Die neuen Vorschriften gelten für in der EU ansässige Unternehmen, unabhängig von ihrer Branche, einschließlich Finanzdienstleistungen, mit mehr als 250 Beschäftigten und einem weltweiten Umsatz von über 40 Millionen Euro sowie für Muttergesellschaften mit mehr als 500 Beschäftigten und einem weltweiten Umsatz von über 150 Millionen Euro. Nicht-EU-Unternehmen mit einem Umsatz von mehr als 150 Millionen Euro, wenn mindestens 40 Millionen in der EU erwirtschaftet wurden, werden ebenfalls einbezogen.
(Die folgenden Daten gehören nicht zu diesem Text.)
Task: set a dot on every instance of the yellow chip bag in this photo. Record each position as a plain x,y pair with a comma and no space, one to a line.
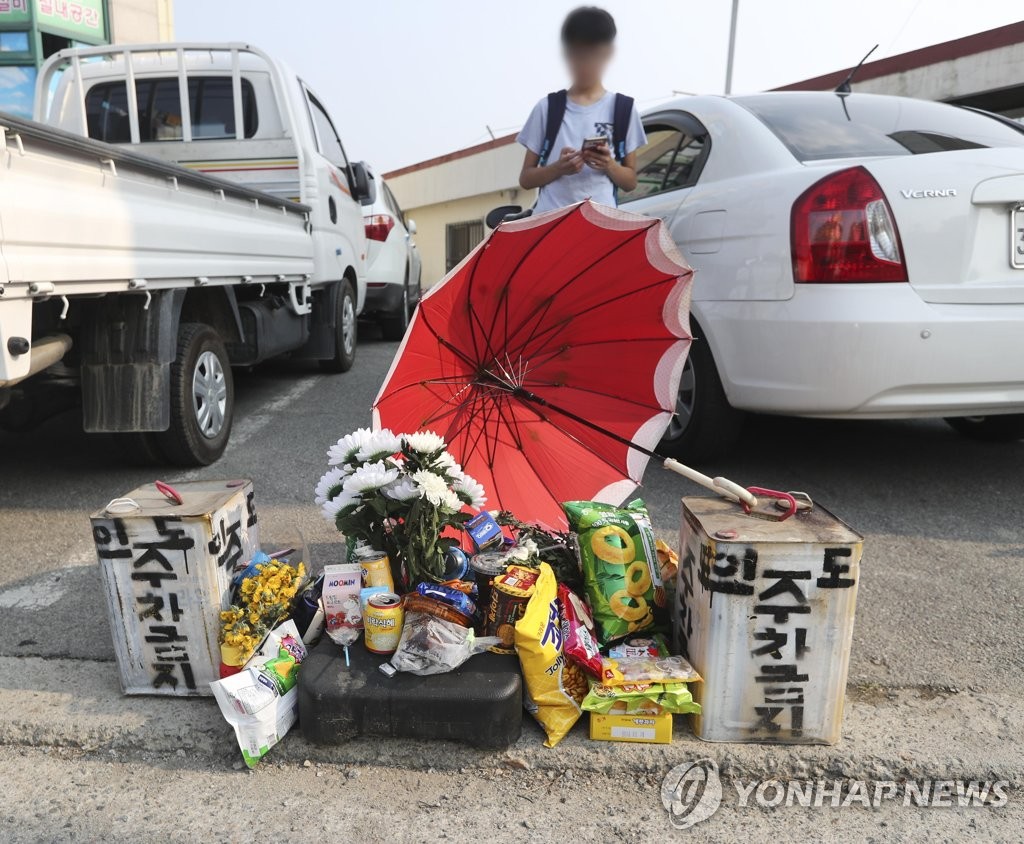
555,686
Sorgfaltspflicht der Mitglieder der Unternehmensleitung und Zusammenarbeit mit den Interessenträgern

Die Unternehmen müssen einen Übergangsplan zur Begrenzung der Erderwärmung auf 1,5 °C umsetzen. Im Falle großer Unternehmen mit mehr als 1.000 Beschäftigten wird sich die Erfüllung der Ziele des Plans auf die variable Vergütung der Mitglieder der Unternehmensleitung (z. B. Boni) auswirken. Die neuen Vorschriften verpflichten die Unternehmen außerdem, sich mit den von ihren Handlungen Betroffenen, einschließlich Menschenrechts- und Umweltaktivisten, auseinanderzusetzen, einen Beschwerdemechanismus einzuführen und die Wirksamkeit ihrer Sorgfaltspflicht regelmäßig zu überprüfen. Um den Anlegern den Zugang zu erleichtern, sollten Informationen über die Sorgfaltspflicht eines Unternehmens auch über das zentrale europäische Zugangsportal (European Single Access Point, ESAP) verfügbar sein.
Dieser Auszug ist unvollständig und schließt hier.